Can I just change the value of s[2] to '\0'?

No.

The reason is a little involved. For starters, if you had

char const * s = "abcd"; // (*)

it would be obvious that you are trying to modify something declared const.
This is undefined behavior.

Second, you have

char * s = "abcd"

and that happens to be roughly equivalent to (*). The right hand side is
const and the conversion to something non-const is only allowed for
compatibility with C. The fact remains that you are trying to modify
the "abcd" string, which is const.

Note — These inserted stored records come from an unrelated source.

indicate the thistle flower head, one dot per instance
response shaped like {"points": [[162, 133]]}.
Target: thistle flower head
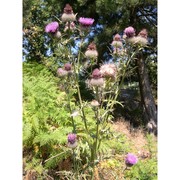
{"points": [[92, 46], [57, 34], [129, 32], [68, 67], [131, 159], [96, 74], [52, 27], [94, 103], [68, 14], [143, 33], [71, 138], [117, 37], [68, 9], [61, 72], [86, 21]]}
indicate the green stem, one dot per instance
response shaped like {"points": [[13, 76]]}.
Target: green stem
{"points": [[78, 89], [69, 106]]}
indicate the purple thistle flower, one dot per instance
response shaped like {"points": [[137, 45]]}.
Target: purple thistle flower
{"points": [[96, 74], [61, 72], [52, 27], [86, 21], [72, 138], [129, 32], [131, 159], [67, 66]]}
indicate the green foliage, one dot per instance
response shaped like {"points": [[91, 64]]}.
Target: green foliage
{"points": [[144, 169], [44, 107]]}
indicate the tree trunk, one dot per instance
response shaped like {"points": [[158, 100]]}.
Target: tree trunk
{"points": [[146, 93]]}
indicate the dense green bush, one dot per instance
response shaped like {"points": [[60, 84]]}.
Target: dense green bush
{"points": [[47, 121]]}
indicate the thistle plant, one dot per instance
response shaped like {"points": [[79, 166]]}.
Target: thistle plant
{"points": [[105, 82]]}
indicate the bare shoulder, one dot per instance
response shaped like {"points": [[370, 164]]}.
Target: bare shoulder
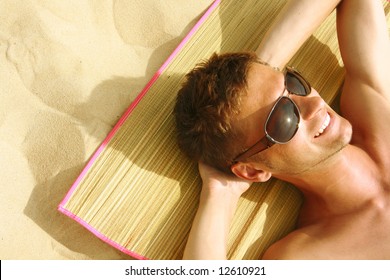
{"points": [[297, 245]]}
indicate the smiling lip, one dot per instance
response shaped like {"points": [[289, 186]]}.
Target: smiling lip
{"points": [[324, 126]]}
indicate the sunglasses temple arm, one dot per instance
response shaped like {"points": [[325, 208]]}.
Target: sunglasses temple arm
{"points": [[263, 144]]}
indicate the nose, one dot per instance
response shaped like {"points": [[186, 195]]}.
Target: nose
{"points": [[309, 105]]}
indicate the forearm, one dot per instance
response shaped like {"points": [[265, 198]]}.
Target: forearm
{"points": [[210, 229], [294, 25]]}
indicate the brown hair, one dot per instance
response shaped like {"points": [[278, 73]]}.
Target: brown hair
{"points": [[206, 106]]}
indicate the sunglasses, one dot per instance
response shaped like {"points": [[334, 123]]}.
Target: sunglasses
{"points": [[283, 120]]}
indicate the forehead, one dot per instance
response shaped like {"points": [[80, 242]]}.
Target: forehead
{"points": [[264, 86]]}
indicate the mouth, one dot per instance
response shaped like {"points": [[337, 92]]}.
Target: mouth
{"points": [[325, 124]]}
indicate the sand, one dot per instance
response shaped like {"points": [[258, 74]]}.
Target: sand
{"points": [[68, 70]]}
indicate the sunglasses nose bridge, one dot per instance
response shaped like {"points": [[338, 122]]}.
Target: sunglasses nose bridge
{"points": [[308, 106]]}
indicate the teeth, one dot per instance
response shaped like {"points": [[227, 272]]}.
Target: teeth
{"points": [[324, 126]]}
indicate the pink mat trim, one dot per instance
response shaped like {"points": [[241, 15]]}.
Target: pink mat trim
{"points": [[115, 129]]}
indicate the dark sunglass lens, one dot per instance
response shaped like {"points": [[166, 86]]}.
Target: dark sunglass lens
{"points": [[295, 85], [283, 121]]}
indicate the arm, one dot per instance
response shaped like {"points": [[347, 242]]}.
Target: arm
{"points": [[365, 100], [293, 26], [218, 201]]}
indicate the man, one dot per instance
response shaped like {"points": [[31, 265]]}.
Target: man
{"points": [[339, 163]]}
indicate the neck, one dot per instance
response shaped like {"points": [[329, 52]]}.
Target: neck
{"points": [[340, 185]]}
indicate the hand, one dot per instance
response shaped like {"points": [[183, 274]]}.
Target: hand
{"points": [[215, 180]]}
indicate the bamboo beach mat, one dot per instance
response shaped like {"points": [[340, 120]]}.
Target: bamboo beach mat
{"points": [[140, 194]]}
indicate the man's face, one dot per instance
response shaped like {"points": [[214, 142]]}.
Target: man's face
{"points": [[317, 138]]}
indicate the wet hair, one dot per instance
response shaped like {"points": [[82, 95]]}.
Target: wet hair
{"points": [[206, 107]]}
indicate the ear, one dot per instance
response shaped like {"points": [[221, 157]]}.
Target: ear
{"points": [[248, 171]]}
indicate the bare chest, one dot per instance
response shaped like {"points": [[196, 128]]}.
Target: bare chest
{"points": [[358, 236]]}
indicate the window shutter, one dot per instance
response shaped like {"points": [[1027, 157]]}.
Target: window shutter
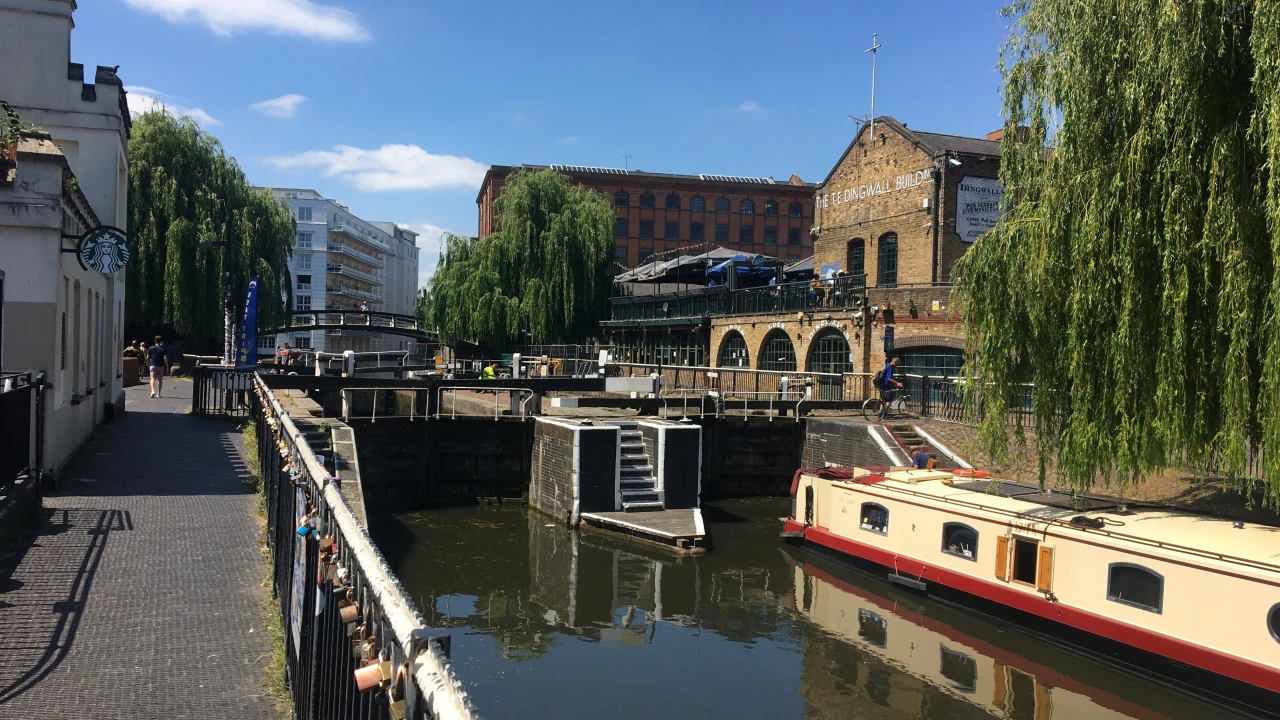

That is still undefined behavior, see
[7.1.5.1/4] and [2.13.4/1] or just [2.13.4/2].

Best

Kai-Uwe Bux

What if I use:
char s[4];
s[0]='a';
s[1]='b';
s[2]='c';
s[3]='d';
instead?
If you must use char-arrays use

char s[] = "abcd";

this will ensure that the string is properly null-terminated.
Is there any built-in method to erase a part of string defined as
char[] instead of std::string?
Look up <cstringin your favourite C++ reference.

--
Erik Wikström
Oct 13 '08 #8

P: n/a
Stephen Horne wrote:
Instead, use...

char* s = new char [BUFFERSIZE];
std::strncpy (s, "abcd", BUFFERSIZE);
s [2] = 0;
Given this is almost *exactly* replicating what std::string would do
(except that it would do it more safely), I really can't understand why
you are giving this as a viable solution. Why not give the solution
using std::string rather than this? The end result will be the same, but
much safer and more didactic.
Oct 13 '08 #9

P: n/a
On Mon, 13 Oct 2008 16:34:33 GMT, Juha Nieminen
<no****@thanks.invalidwrote:
>Stephen Horne wrote:
>Instead, use...

char* s = new char [BUFFERSIZE];
std::strncpy (s, "abcd", BUFFERSIZE);
s [2] = 0;

Given this is almost *exactly* replicating what std::string would do
(except that it would do it more safely), I really can't understand why
you are giving this as a viable solution. Why not give the solution
using std::string rather than this? The end result will be the same, but
much safer and more didactic.
Read the rest of the post.

In short, I *didn't* give it as a viable solution, I made it pretty
clear that it *wasn't* a sensible solution. But that doesn't mean that
I take an "I know this but you are not worthy" attitude.

Take a "do what I say" attitude and people will ignore you and do what
they want anyway. So provide the facts and explain why it's a bad
idea. That way, when they ignore you and do it anyway, they don't get
to blame your attitude when it all goes horribly wrong.